Pfarrheim weicht "kreativem Haus"

Sie zeigen den Plan für das Haus der Ideal Bau Concept GmbH auf dem Areal des Pfarrheims Herz Jesu (von links): Sparkassen-Immobilien-Leiter Wilfried Doll, Architekt Sebastian Grundler, Martin Duschner und Theresia Witt (ebenfalls Sparkasse) sowie Investor Dipl.-Ing. Peter Reber. Bild: Hartl

Die neue Ära auf dem Areal des Pfarrheims Herz Jesu beginnt. Der zentrumsnahen Lage, aber auch der Historie des Ortes verpflichtet fühlt sich Peter Reber, der das Gelände von der Katholischen Kirchenstiftung erwarb: Mit seinem Team plant er ein "kreatives Haus".

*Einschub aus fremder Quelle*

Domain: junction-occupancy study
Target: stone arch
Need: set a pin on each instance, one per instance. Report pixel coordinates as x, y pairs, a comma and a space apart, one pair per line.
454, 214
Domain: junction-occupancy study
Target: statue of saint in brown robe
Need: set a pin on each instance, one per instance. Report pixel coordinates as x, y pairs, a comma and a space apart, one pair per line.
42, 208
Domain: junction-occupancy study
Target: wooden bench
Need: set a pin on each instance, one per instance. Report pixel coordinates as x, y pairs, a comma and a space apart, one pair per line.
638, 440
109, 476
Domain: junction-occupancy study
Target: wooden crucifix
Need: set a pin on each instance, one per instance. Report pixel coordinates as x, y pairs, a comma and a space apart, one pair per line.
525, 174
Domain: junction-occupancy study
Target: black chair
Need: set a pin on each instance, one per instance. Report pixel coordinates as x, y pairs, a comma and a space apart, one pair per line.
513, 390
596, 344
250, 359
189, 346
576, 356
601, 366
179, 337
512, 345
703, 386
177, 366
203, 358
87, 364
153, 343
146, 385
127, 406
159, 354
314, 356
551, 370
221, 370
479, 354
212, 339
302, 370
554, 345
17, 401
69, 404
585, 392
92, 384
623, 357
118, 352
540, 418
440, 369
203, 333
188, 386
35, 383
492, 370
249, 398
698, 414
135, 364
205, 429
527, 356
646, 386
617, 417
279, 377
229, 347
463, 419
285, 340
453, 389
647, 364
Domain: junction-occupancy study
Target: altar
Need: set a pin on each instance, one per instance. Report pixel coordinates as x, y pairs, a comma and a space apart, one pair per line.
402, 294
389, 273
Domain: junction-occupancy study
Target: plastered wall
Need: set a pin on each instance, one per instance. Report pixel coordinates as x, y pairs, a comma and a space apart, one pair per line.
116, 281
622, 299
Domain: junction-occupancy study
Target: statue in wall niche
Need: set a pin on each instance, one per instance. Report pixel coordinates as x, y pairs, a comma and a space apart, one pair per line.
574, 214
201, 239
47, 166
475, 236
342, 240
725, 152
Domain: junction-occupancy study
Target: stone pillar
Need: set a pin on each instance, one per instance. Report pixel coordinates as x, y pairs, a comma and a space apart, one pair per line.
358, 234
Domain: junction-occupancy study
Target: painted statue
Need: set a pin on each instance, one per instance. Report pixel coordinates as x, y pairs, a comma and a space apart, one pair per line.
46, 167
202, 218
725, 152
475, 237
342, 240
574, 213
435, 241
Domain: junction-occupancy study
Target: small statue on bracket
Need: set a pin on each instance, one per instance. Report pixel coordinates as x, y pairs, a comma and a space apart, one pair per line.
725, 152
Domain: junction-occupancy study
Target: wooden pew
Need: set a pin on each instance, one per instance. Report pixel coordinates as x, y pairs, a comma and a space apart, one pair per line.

Im Hintergrund rumoren bereits die Maschinen von Abbruchunternehmer Marco Renner, als Dipl.-Ing. Peter Reber sein bewährtes Bauteam vorstellt. Wie bei seinen sieben Großprojekten zuvor, baut er auf die 2-G-Architekten, also auf Sebastian Grundler und Martin Gebhardt. Mit Finanzierung und Vertrieb beauftragt er die Sparkasse Oberpfalz Nord. Rund 5,7 Millionen Euro wird Reber mit seiner Ideal Bau Concept GmbH investieren. Und zwar in ein außergewöhnliches Vorhaben, das "frischen Wind" und eine sichtbare Verjüngung in den Stadtteil Lerchenfeld bringen soll.

Reber spricht von einem Update der bisherigen Projekte. Hier würden viele Erfahrungen umgesetzt. "Das wird das Beste, das ich jemals gebaut habe. Wir haben ein ungewöhnliches, kreatives und modernes Haus designt. Wir wollen uns abheben von den üblichen Vorhaben im Geschosswohnungsbau."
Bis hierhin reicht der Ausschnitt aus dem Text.